Estava conversando com um amigo sobre como é difícil dançar com um demônio em cima de suas costas. Sim, foi por causa da música da Florence que eu falei isso. Sim, eu sou um clichê ambulante e uso músicas pra expressar meus sentimentos. Não encham.

Bom, eu tava ali falando sobre como eu tô aqui sentindo os demônios sassaricando no meu ombro e sussurrando coisas esquisitas pra mim, e meu amigo, que é escritor, falou que o demônio dele parece o Michael Jackson: dança, chuta, vira pantera e uiva na cabeça dele. E com essa descrição eu consegui olhar pro meu demônio e ver como ele era.
O meu demônio parece a Talita. A Talita estudou comigo na escola, no antigo ginásio, aquelas séries entre o primário e o colegial, aqueles anos esquisitos onde você não é criança exatamente, mas ainda faltam uns anos pra você ser um adolescente de fato. Anos onde crescem peitos, vozes engrossam, seus braços e pernas crescem desordenadamente e você tem a graciosidade de um pelicano de maneira geral.

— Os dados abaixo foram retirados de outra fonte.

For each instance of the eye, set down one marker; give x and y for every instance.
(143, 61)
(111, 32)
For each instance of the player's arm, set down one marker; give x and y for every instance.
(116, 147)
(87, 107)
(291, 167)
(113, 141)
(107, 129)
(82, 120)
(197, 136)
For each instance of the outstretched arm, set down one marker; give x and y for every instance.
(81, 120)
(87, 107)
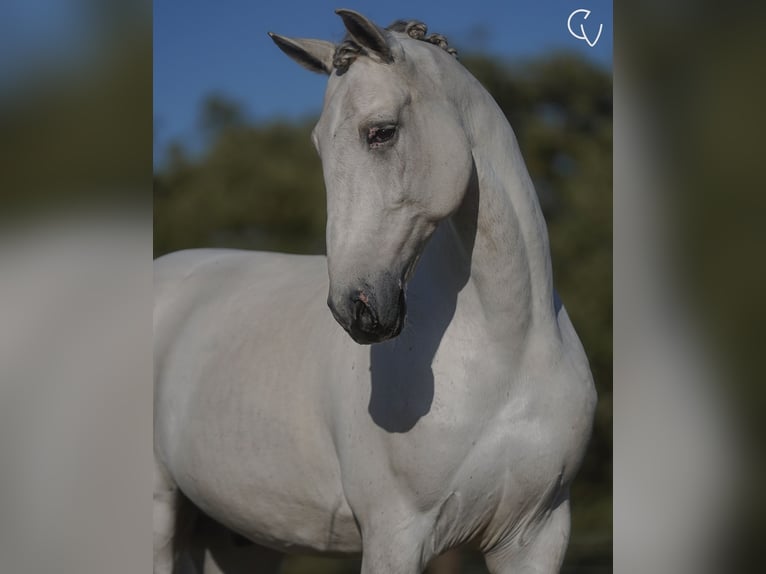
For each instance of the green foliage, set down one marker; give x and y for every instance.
(261, 187)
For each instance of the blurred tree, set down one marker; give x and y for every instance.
(219, 114)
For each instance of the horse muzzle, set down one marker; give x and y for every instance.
(370, 315)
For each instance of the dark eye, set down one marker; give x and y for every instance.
(379, 135)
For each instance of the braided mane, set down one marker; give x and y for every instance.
(348, 50)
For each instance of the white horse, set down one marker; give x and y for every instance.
(464, 423)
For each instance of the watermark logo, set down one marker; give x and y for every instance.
(582, 35)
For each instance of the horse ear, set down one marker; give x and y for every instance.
(366, 33)
(314, 55)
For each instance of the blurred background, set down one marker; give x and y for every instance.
(234, 165)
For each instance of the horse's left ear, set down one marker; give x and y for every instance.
(366, 33)
(314, 55)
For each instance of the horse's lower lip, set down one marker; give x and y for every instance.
(365, 338)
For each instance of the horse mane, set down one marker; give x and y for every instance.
(348, 50)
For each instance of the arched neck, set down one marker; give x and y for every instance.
(501, 227)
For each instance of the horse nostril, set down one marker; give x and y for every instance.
(364, 315)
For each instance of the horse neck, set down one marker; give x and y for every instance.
(501, 227)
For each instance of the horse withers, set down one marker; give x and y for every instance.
(443, 400)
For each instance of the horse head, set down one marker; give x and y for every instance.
(396, 162)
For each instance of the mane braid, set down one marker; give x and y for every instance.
(348, 50)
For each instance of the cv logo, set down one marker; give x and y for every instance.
(582, 35)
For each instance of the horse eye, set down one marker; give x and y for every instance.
(378, 135)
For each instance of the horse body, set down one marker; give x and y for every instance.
(465, 426)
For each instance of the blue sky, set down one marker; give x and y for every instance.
(204, 46)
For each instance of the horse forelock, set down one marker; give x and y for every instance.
(348, 50)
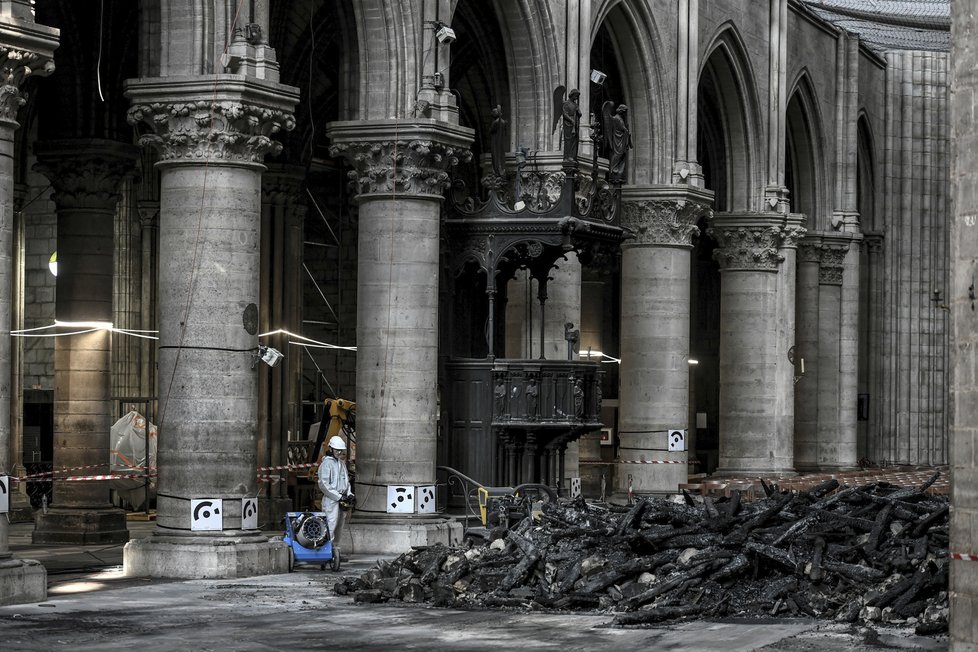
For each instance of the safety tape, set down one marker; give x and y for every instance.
(640, 462)
(286, 467)
(961, 556)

Bom, a Talita era da minha classe, mas era uma cabeça e meia maior que eu. Não que isso seja exatamente raro, do alto do meu metro-e-cinquenta-e-pouco, mas até então era todo mundo meio que do mesmo tamanho, mas a Talita cresceu e eu não.
Eu morria de medo de fazer aula de educação física e jogar contra a Talita, porque ela me batia em campo com o desprendimento de um Serginho Chulapa em direção ao gol. Incontáveis cotoveladas, empurrões e dribles monumentais causavam em mim um sentimento geral de pavor quando ela se aproximava.
E quando eu era sorteada e caía no mesmo time que ela, eu também tinha medo: tinha (e tenho!) o a coordenação motora de um hipopótamo embriadgado, com a compleição física de um esquilo barrigudinho, e minha afinidade com o esporte sempre foi mais de assistir e entender do que saber praticar alguma coisa. Esportes com acessórios como bolas, raquetes e afins são praticamente impossíveis para mim. E a Talita, sabendo disso, ficava esperando que eu errasse o passe ou o arremesso para brigar comigo e me mandar sair da quadra.

Imagem ilustrativa de euzinha praticando esportes coletivos com bola
Eu tinha paúra dessa menina. E não me entenda mal: ela não era má pessoa, eu acho. Mas em quadra, se transformava em um monstro, um demônio determinado a vencer a qualquer custo. Não sei que fim levou a Talita e não me lembro do sobrenome dela para procurar nas redes sociais por aí, mas se fosse apostar, colocaria minhas fichas em “Presidente de Investimentos de Risco” em um banco ou “Diretora de Negócios” em uma multinacional ou algo assim. Talita certamente VENCEU na profissão.
E eu apanhei durante uns anos. O lado bom é que fiquei mais forte a acabava entrando em quadra com medo mesmo (obrigada pela professora, claro) e aprendi a sobreviver a isso. O lado ruim é que a Talita-Demônio ainda mora aqui comigo.
Quando fico insegura é a voz dela que eu ouço dizendo que sou ruim, incapaz, uma porcaria mesmo. E olha, eu vivo insegura. Essa pose de mulher forte é balela, não se enganem: eu sou mesmo uma tonta.
E aí quando aparece uma coisa boa e eu penso “Olha, uma coisa BOA”, lá vem a voz de Tatá dizendo “não confia não que você não sabe fazer isso aí, você já se ferrou mais de uma vez, tá pensando o quê?”
Porque Tatá (somos íntimas, posso chamar ela assim depois de 30 anos ouvindo a voz dela) foi aos poucos se expandindo de uma capetinha que me deixava insegura na aula de handebol pra uma verdadeira demônia full-time, capaz de me cutucar e abalar em qualquer coisa.
E como é difícil dançar quando Tatá está sentada nas minhas costas, rindo de mim, me apontando o dedo. E a bicha não sai, encaixada nos meus ombros bem firme e gritando alto nos meus ouvidos sobre como eu vou falhar de novo.
Prometi pro meu amigo que ia tentar dançar com Talita e tudo. Se ela não vai sair, eu é que tenho que aprender a equilibrá-la, com ajuda dele e de mais uma meia dúzia de três ou quatro pessoas que já estão até usando seus dancin’ shoes a essa hora, de tanto que gostam de mim e querem me dar uma força. E vou aprender a dançar, se é esse o jeito.
Mas ai, Tatá. Você podia ir embora, pra eu nunca mais ver seus cachinhos loiros e seu nariz sardento. Minha vida ia ser bem mais fácil sem sua voz ardida me enchendo o saco. Xô, Tatá. Vai lá comprar uma empresa qualquer e ficar mais milionária e me deixa aqui no cantinho em paz.